John MacLeod
- Born: John MacLeod 20 February 1973 (age 53) Scotland
- Height: 178 cm (5 ft 10 in)
- Weight: 79 kg (12 st 6 lb)

Rugby union career
- Position: Fly-half

Amateur team(s)
- Years: Team / Apps / (Points)
- Glasgow High Kelvinside
- –: Glasgow Hawks
- –: Glasgow High Kelvinside

Senior career
- Years: Team / Apps / (Points)
- 1996-97: Glasgow Warriors / 3 / (0)

Provincial / State sides
- Years: Team / Apps / (Points)
- 1995-96: Glasgow District / 1 / (0)

= John MacLeod (rugby union) =

Scottish rugby union player

John MacLeod (born 20 February 1973) is a former rugby union player Born in Scotland, he played for the professional Glasgow provincial side now called Glasgow Warriors - in the 1996-97 season; the first season of professionalism in Scottish rugby union. MacLeod played at the Fly-half position.

MacLeod played at amateur level for Glasgow High Kelvinside; and was called up for the amateur Glasgow District side only once before the province turned professional.

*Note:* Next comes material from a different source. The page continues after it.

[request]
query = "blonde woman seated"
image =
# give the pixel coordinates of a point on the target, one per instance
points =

In the 1995-96 season he was picked to play for Glasgow District against North & Midlands. Glasgow lost this game 13-21 and thus they did not qualify for the 1996-97 season's Scottish Heineken Cup places.

The GHK fly-half was to play in three of Glasgow's five games in the European Conference of 1996-97 season, now the European Challenge Cup. He replaced Calum MacGregor who was dropped.

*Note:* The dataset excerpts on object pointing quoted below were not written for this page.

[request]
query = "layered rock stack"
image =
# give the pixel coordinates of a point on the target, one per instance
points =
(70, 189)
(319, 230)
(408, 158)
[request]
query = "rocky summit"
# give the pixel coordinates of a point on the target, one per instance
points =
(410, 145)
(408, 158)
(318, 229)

First up for him was a match against Sale Sharks at Glasgow's Hughenden Stadium. Glasgow was convincingly beaten by 29 points to 9. A few days later the second match was played; a real away drubbing against AS Montferrand - now Clermont - ensued, with Montferrand running out 76-9 winners. Finally an away match against Newport RFC ended up with Newport winning 25-10.

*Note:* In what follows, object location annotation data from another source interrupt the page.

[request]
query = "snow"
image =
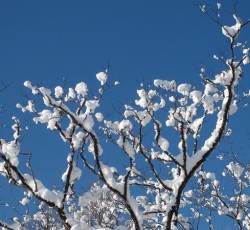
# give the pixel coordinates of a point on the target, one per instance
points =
(102, 77)
(232, 31)
(236, 169)
(163, 143)
(91, 105)
(125, 125)
(195, 96)
(81, 89)
(184, 89)
(10, 150)
(58, 91)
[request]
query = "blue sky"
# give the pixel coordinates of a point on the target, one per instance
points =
(51, 41)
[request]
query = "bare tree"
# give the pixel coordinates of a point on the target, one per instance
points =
(152, 190)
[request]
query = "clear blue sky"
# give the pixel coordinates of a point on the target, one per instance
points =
(48, 41)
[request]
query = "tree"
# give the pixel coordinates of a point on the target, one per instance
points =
(153, 190)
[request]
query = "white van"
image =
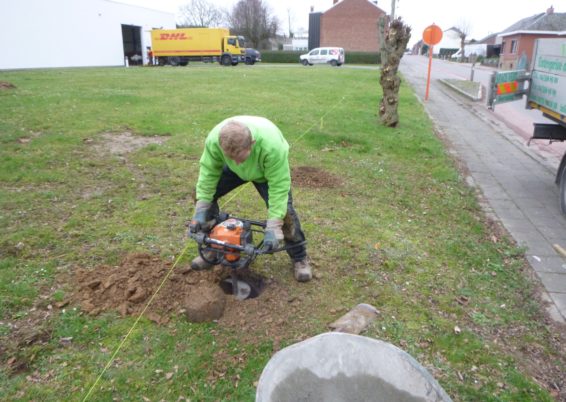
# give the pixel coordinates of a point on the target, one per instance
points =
(330, 55)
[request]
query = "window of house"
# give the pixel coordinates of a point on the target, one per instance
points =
(513, 46)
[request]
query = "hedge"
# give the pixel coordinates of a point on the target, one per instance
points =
(286, 56)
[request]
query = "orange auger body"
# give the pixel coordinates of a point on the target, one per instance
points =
(230, 231)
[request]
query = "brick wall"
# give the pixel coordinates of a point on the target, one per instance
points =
(351, 24)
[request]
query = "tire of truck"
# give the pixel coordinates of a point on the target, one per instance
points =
(562, 186)
(226, 60)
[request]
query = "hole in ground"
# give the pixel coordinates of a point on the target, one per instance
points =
(250, 285)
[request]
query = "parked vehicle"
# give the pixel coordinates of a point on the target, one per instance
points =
(546, 92)
(179, 46)
(324, 55)
(252, 56)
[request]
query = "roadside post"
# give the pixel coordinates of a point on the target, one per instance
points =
(432, 35)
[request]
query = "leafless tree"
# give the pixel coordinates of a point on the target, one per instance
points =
(254, 20)
(464, 29)
(396, 37)
(201, 13)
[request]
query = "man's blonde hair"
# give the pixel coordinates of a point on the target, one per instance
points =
(235, 137)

After these defeats MacLeod himself was dropped in favour of Andrew Garry at fly-half for the final match against Agen, at Hughenden. However Glasgow lost this home match too. Glasgow ended up fourth in their pool and did not qualify for the next round.

MacLeod was to fare better in the Glasgow High Kelvinside - Glasgow Academicals derby match in October 1996 when GHK outplayed Accies in a resounding win; MacLeod scoring a penalty and conversion in the game.

When GHK and Accies merged in 1997, MacLeod played for the newly merged team Glasgow Hawks. Both GHK and Accies survived the merger as lower league teams and in 2002 MacLeod was back playing for Glasgow High Kelvinside.